Welcome to National Military Appreciation Month

National Military Appreciation MonthWelcome to National Military Appreciation Month. Will you join me in supporting and honoring those who serve?

Every year U.S. citizens are encouraged to observe the month of May in a symbol of unity, to honor the current and former members of the U.S. Armed Forces, including those who have died in the pursuit of freedom. The month of May is characterized by six national observances highlighting the contributions of each:

LOYALTY DAY – Sunday, May 1 (Yesterday)

We reaffirm our loyalty to the United States of America and reflect on our proud heritage of American Freedom

PUBLIC SERVICE RECOGNITION WEEK – Sunday, May 1 – Saturday, May 7 (this week)

Time set aside to honor the men and women who serve our nation as federal, state, county and local government employees.

VE DAY – Sunday, May 8

May 8th, 1945 is the day the Germans throughout Europe unconditionally surrendered to WW II Allies.

MILITARY SPOUSE APPRECIATION DAY – Friday, May 6

A day to honor military spouses with appropriate ceremonies and activities. We recognize the important role our military families play in keeping our Armed Forces strong and our country safe. Who can you recognize and thank on Military Spouse Appreciation Day this Friday?

 

ARMED FORCES DAY  – Saturday, May 21

This day is celebrated the 3rd Saturday of May each year. It is a single holiday for citizens to come together and thank our military members for their patriotic service in support of our country.  This day honors everyone serving in the U.S. Military branches; Air Force, Army, Coast Guard, Marines, Navy. I will be representing the American Legion Auxiliary this year at Northville High School’s celebration. Please come say hello.

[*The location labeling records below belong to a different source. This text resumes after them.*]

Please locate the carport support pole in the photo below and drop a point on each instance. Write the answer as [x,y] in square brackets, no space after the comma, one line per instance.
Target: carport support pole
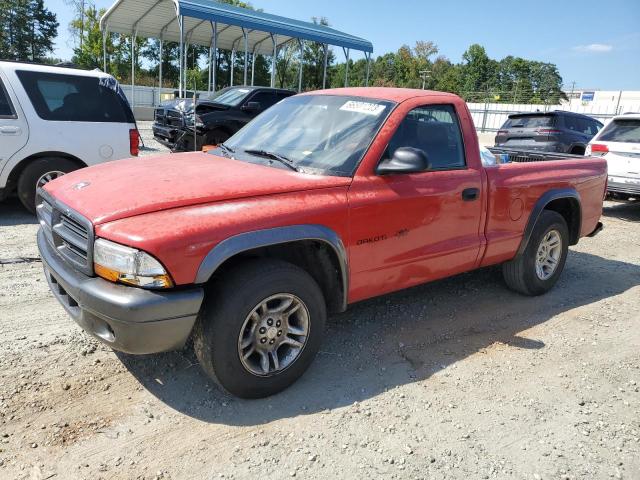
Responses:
[301,43]
[274,60]
[253,66]
[233,62]
[160,71]
[324,68]
[104,50]
[214,46]
[346,67]
[133,67]
[181,53]
[246,55]
[366,78]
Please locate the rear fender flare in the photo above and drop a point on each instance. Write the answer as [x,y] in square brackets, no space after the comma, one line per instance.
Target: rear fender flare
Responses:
[273,236]
[540,205]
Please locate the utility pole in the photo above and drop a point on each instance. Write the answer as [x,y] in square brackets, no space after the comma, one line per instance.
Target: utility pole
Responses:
[424,74]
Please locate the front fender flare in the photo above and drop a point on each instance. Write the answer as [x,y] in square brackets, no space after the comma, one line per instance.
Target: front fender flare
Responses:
[263,238]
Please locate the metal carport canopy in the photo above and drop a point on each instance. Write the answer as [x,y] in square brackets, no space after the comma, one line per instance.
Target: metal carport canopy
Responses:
[160,19]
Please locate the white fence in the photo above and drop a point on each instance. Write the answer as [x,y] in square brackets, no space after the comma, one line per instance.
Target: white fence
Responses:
[488,117]
[149,96]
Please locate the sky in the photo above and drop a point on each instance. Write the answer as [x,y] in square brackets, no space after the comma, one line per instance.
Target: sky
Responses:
[595,44]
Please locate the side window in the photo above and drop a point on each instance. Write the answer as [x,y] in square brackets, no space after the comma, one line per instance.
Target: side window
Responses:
[435,130]
[265,99]
[592,127]
[75,98]
[6,109]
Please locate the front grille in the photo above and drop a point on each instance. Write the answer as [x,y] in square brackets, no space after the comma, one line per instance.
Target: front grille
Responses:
[67,231]
[174,119]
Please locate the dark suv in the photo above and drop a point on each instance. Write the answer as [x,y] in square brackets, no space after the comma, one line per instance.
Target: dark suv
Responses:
[217,118]
[556,131]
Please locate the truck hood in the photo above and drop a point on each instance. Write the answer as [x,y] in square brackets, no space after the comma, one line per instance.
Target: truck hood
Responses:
[136,186]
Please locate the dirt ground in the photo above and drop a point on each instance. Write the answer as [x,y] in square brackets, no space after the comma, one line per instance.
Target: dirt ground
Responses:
[461,378]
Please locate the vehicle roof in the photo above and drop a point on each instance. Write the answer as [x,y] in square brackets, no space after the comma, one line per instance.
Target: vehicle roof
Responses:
[551,113]
[257,87]
[38,67]
[382,93]
[627,116]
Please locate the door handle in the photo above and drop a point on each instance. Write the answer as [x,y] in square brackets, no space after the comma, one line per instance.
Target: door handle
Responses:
[470,194]
[10,130]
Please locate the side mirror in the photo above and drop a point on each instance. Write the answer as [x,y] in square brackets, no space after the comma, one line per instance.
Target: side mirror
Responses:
[404,160]
[251,107]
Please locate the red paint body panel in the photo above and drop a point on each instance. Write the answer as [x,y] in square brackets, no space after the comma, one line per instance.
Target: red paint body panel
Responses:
[182,237]
[399,230]
[142,185]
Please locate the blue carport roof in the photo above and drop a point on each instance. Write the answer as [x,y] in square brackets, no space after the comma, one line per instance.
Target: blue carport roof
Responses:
[158,18]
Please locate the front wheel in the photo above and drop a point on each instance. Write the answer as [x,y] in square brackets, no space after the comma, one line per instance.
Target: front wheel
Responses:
[37,174]
[260,329]
[538,268]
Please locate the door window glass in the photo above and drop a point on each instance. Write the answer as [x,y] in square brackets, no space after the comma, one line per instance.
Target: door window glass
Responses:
[6,109]
[435,130]
[64,97]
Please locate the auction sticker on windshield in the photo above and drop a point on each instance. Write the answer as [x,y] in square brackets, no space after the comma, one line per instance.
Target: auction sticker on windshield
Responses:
[367,108]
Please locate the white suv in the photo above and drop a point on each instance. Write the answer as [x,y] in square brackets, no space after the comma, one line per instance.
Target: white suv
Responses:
[54,120]
[619,143]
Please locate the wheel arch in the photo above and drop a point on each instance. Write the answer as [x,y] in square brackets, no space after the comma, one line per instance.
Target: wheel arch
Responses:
[18,168]
[566,202]
[315,248]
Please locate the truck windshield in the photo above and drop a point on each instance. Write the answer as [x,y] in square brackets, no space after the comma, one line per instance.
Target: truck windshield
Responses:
[324,134]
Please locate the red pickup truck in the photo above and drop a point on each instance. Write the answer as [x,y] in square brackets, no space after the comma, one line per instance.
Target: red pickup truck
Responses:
[326,199]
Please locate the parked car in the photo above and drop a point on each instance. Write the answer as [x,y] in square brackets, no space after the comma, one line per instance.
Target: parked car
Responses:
[54,120]
[226,113]
[619,144]
[168,119]
[326,199]
[557,131]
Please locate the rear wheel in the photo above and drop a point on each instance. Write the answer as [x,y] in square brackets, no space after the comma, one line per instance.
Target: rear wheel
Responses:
[538,268]
[37,174]
[261,328]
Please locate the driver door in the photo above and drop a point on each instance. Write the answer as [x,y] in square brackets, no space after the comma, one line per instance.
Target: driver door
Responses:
[412,228]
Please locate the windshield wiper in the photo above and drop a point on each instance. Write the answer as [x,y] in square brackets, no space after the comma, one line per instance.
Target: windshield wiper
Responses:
[228,149]
[274,156]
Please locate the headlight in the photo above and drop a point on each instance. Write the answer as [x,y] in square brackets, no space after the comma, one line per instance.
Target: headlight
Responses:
[117,263]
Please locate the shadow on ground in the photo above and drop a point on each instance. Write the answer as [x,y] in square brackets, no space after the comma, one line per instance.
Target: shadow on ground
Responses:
[392,340]
[13,213]
[626,210]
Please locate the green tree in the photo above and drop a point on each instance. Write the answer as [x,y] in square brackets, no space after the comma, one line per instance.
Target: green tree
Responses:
[27,30]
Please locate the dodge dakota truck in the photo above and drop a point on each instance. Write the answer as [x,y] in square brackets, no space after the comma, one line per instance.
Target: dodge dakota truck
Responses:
[325,199]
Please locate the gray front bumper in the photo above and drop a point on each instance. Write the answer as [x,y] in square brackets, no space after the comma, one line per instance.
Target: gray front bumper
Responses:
[128,319]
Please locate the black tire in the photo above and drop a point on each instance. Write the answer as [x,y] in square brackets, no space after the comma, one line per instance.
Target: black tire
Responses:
[520,273]
[27,183]
[229,303]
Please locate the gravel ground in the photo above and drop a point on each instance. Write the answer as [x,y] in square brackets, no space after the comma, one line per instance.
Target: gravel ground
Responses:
[456,379]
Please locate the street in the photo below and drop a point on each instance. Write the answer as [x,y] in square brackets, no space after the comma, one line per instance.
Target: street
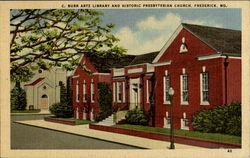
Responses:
[29,137]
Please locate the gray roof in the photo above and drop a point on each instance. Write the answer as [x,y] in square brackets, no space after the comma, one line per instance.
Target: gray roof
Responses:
[225,41]
[144,58]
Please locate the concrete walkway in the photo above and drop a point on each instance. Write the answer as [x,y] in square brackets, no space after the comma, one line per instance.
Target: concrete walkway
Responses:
[43,112]
[108,136]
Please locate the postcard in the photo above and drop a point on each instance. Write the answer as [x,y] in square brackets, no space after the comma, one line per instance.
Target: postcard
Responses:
[124,78]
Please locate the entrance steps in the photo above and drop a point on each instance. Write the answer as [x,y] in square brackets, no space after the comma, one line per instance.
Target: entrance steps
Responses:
[113,119]
[109,121]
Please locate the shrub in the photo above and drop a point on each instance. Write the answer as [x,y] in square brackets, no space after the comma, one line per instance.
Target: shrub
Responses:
[105,101]
[63,93]
[137,117]
[18,98]
[224,119]
[61,110]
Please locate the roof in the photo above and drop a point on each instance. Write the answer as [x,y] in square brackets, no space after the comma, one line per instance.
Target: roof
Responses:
[225,41]
[144,58]
[35,82]
[104,64]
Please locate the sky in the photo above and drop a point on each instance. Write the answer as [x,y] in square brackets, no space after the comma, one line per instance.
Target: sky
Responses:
[146,30]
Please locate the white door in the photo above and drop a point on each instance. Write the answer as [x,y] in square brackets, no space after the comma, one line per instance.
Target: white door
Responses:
[134,93]
[44,102]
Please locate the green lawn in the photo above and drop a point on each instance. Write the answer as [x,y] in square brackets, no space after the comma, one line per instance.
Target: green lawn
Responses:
[192,134]
[77,121]
[26,111]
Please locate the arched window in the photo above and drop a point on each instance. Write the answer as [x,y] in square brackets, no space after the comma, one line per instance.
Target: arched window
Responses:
[44,96]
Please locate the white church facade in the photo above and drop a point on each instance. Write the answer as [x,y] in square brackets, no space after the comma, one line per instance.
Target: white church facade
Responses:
[43,89]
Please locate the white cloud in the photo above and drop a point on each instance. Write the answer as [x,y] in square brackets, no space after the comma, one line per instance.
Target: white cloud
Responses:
[151,33]
[169,20]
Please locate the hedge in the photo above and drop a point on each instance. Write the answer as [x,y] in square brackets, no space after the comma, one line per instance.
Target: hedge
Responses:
[225,119]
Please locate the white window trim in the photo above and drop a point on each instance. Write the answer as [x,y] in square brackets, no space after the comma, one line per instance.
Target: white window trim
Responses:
[92,92]
[201,94]
[77,91]
[123,89]
[166,125]
[147,91]
[84,99]
[164,90]
[77,113]
[181,83]
[119,89]
[182,122]
[114,91]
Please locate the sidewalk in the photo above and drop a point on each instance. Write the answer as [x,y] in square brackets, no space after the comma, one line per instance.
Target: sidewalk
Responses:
[43,112]
[108,136]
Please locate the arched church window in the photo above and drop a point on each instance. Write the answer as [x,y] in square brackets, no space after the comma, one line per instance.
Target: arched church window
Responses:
[44,96]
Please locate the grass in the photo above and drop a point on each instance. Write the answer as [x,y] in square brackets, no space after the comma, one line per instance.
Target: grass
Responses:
[26,111]
[191,134]
[77,121]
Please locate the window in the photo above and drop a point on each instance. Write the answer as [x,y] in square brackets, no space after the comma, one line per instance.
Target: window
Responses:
[77,92]
[166,83]
[114,91]
[123,83]
[92,92]
[183,47]
[84,91]
[184,89]
[166,89]
[167,121]
[204,88]
[184,122]
[119,91]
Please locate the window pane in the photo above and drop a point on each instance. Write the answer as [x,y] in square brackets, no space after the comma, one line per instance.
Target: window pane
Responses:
[167,86]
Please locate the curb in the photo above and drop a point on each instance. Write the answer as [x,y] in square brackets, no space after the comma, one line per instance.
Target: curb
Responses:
[79,135]
[66,122]
[23,114]
[164,137]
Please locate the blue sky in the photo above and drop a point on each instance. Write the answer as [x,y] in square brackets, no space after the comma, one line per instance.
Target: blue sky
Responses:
[146,30]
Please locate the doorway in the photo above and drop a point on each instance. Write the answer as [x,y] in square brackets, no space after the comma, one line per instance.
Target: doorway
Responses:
[134,93]
[44,102]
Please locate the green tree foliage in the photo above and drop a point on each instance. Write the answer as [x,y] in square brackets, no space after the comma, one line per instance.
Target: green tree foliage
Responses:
[18,98]
[61,110]
[224,119]
[105,101]
[137,117]
[41,38]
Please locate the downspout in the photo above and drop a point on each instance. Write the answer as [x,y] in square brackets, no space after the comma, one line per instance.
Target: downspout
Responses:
[226,63]
[152,99]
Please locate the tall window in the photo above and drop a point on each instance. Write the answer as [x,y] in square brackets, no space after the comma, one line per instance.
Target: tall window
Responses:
[147,93]
[114,91]
[204,87]
[92,92]
[119,91]
[166,89]
[77,91]
[184,89]
[84,92]
[123,83]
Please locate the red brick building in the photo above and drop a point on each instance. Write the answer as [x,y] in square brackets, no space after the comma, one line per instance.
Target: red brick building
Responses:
[85,83]
[202,64]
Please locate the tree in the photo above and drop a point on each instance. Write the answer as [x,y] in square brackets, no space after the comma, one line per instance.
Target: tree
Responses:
[63,94]
[45,38]
[105,101]
[18,98]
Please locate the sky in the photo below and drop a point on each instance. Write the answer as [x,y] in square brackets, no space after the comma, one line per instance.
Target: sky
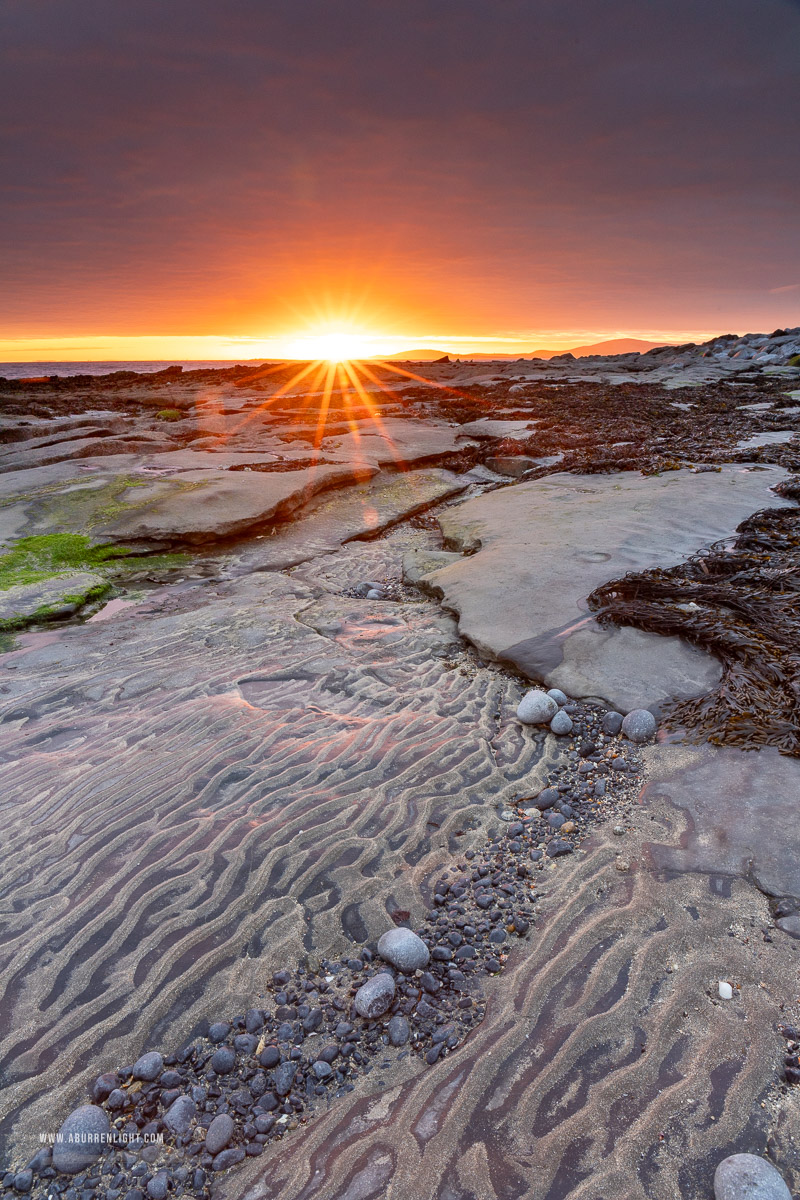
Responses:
[239,178]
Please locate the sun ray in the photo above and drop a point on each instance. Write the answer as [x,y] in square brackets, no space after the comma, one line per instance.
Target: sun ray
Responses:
[319,433]
[374,413]
[296,377]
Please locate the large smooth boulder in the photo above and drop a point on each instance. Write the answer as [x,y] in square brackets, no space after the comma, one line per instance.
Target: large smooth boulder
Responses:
[749,1177]
[536,708]
[403,949]
[82,1139]
[374,997]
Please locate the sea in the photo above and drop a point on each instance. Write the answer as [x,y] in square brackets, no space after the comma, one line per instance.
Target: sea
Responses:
[36,370]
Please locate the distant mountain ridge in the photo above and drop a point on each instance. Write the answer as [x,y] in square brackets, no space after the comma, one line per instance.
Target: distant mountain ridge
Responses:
[615,346]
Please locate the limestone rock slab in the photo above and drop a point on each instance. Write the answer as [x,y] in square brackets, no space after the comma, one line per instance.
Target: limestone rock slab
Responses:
[536,551]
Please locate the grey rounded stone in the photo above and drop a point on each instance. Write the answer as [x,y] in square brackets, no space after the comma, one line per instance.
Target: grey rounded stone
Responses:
[374,996]
[639,725]
[223,1061]
[561,724]
[179,1115]
[254,1020]
[536,708]
[398,1030]
[218,1133]
[158,1186]
[749,1177]
[403,949]
[789,924]
[612,723]
[149,1067]
[82,1139]
[284,1077]
[227,1158]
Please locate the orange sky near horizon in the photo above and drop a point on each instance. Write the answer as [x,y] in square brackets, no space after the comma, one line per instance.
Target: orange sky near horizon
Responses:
[196,183]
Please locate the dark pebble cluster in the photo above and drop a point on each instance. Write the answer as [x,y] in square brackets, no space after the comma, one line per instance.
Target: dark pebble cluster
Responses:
[178,1121]
[792,1057]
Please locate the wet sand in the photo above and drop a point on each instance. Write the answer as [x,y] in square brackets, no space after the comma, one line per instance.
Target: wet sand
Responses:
[256,765]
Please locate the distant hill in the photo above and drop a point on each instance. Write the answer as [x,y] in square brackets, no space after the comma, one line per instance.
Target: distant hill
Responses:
[615,346]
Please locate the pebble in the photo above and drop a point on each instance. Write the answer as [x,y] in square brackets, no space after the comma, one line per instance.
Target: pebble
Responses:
[149,1067]
[374,996]
[82,1139]
[789,924]
[103,1086]
[749,1177]
[536,708]
[403,949]
[639,725]
[223,1061]
[612,723]
[547,798]
[218,1133]
[158,1186]
[561,724]
[284,1077]
[179,1115]
[398,1031]
[558,847]
[228,1158]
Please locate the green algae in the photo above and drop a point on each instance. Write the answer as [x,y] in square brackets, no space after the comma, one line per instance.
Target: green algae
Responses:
[47,556]
[44,556]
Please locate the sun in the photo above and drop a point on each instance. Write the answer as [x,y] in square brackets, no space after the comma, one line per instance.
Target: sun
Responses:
[336,346]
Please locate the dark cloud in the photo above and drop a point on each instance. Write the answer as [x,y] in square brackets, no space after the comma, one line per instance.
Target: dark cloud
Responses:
[173,162]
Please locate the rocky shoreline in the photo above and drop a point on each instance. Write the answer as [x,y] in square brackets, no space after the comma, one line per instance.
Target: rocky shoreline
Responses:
[173,1122]
[313,757]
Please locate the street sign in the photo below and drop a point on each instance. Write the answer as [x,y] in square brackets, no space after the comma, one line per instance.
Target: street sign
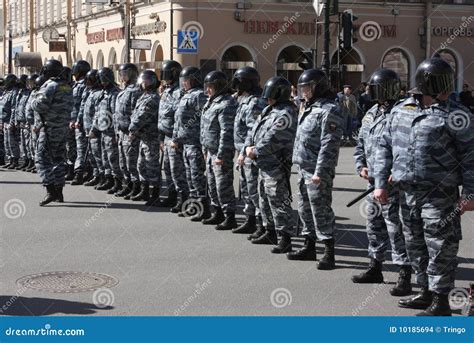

MEMORIAL DAY – Monday, May 30

We remember our veterans and commemorate the men and women who died while in military service.

In honor of National Military Appreciation Month, I want to enlighten you to something, if you are not aware.

An average of 22 US military veterans take their own lives every day.

Yes. 22 per day. It’s staggering.

They served our country and yet are back home, lost in the aftermath, lost without hope, and choose to end things.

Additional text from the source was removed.